In [8]:
import sqlite3
con = sqlite3.connect('movie_db.db')# connect to a database (or create it, if it doesn't already exist)
cur = con.cursor()#generate a 'live' cursor 
with open("movie_db.sql") as f: 
    sql_data = f.read()
#print(sql_data[0:400],10) 
cur.executescript(sql_data);
import pandas
pandas.set_option('display.max_rows',20)
def sql_request(q):
    cur.execute(q)
    return pandas.DataFrame(cur.fetchall(),columns=[d[0] for d in cur.description])  # just using Pandas for nice tabular display of results, nothing more

Class 15 Outline

Homework 3: SQL Queries for Movie Database

Due by Sunday April 1 at midnight.

Study this jupyter notebook and ...

* [5pts] Answer the 5 extended questions
* [5pts] Answer 5 additional questions from the list of 15 more questions. (You can pick any 5.)

You must write 1-2 sentences about each result, interpretting what you've found. For example, does your query return all movies or only those which have received reviews?

Submit to UBLearns a jupyter notebook

LastName_FirstName_HW3.ipynb

Your answer for each question should be in the form of indicated in the notebook. For example, if the question is:

1. Write a query that returns movies released after 2012.

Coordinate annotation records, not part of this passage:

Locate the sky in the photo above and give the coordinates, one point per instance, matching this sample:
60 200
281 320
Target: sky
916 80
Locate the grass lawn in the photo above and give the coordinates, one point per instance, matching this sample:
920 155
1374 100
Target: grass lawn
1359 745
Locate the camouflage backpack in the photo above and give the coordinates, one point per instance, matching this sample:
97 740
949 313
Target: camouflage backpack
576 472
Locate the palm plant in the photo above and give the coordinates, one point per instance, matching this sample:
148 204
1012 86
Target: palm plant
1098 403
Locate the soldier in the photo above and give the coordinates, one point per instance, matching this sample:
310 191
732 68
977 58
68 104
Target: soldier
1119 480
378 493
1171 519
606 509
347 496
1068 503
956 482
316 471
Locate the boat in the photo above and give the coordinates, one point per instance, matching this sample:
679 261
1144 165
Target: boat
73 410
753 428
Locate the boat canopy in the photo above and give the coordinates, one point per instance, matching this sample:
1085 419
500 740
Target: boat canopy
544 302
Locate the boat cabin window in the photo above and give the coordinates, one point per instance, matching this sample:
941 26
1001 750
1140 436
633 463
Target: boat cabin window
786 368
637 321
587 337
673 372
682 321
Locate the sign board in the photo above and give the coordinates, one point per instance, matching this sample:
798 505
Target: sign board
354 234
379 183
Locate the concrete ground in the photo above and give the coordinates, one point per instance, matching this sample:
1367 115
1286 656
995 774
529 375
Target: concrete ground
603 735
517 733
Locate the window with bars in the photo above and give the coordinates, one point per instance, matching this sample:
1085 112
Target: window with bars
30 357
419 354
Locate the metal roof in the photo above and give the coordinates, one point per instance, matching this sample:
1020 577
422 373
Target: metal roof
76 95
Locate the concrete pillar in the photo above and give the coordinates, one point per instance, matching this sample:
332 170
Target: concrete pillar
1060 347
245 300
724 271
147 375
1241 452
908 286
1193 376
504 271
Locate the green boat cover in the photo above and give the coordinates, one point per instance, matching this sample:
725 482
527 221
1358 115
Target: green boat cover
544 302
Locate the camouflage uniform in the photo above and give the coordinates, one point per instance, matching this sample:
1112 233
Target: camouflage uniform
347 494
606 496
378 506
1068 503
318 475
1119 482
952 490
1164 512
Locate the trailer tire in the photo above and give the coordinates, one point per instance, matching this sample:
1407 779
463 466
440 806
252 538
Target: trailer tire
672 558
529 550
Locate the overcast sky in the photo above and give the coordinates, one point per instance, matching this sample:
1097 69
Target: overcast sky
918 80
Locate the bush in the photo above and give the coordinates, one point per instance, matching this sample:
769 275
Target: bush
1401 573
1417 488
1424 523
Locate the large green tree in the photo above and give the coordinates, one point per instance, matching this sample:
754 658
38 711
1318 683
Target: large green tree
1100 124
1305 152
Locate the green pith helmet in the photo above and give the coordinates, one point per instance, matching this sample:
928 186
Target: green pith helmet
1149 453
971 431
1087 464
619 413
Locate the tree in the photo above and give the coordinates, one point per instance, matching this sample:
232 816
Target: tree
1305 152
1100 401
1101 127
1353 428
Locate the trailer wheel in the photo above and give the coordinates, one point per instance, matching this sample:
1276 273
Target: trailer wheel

Then any query invoking 'year>2012' would be correct, such as the following:

In [6]:
query1 = "select * from movie,rating,reviewer on (movie.movieID=rating.movieID and rating.raterID=reviewer.raterID and year>2012)"
sql_request(query1)
Out[6]:
movieID title year director raterID movieID stars ratingDate raterID name
0 1 Birdman 2014 Alejandro González Iñárritu 100 1 5 2017-03-07 100 Jenna
1 41 Jurassic World 2015 Colin Trevorrow 999 41 5 2017-03-07 999 Raj
2 41 Jurassic World 2015 Colin Trevorrow 97 41 5 2017-03-07 97 Danny
... ... ... ... ... ... ... ... ... ... ...
7 6 Frozen 2013 Chris Buck Jennifer Lee 67 6 5 2017-03-07 67 Aishani
8 7 Lion 2016 Garth Davis 67 7 5 2017-03-07 67 Aishani
9 96 Hidden Figures 2016 Theodore Melfi 67 96 5 2017-03-07 67 Aishani

10 rows × 10 columns

This returns movies and their reviews, and does not include movies that were not reviewed.

In [3]:
query1 = "select * from movie where movie.year>2012"
sql_request(query1)
Out[3]:
movieID title year director
0 1 Birdman 2014 Alejandro González Iñárritu
1 41 Jurassic World 2015 Colin Trevorrow
2 6 Frozen 2013 Chris Buck Jennifer Lee
3 7 Lion 2016 Garth Davis
4 96 Hidden Figures 2016 Theodore Melfi
5 12 Get Out 2017 Jordan Peele
6 98 Spotlight 2016 Tom McCarthy
7 1199 Lala Land 2017 Damien Chazelle
8 233 Jungle Book 2016 Jon Favreau

This is all movies more recent than 2012, including those that do and don't have reviews.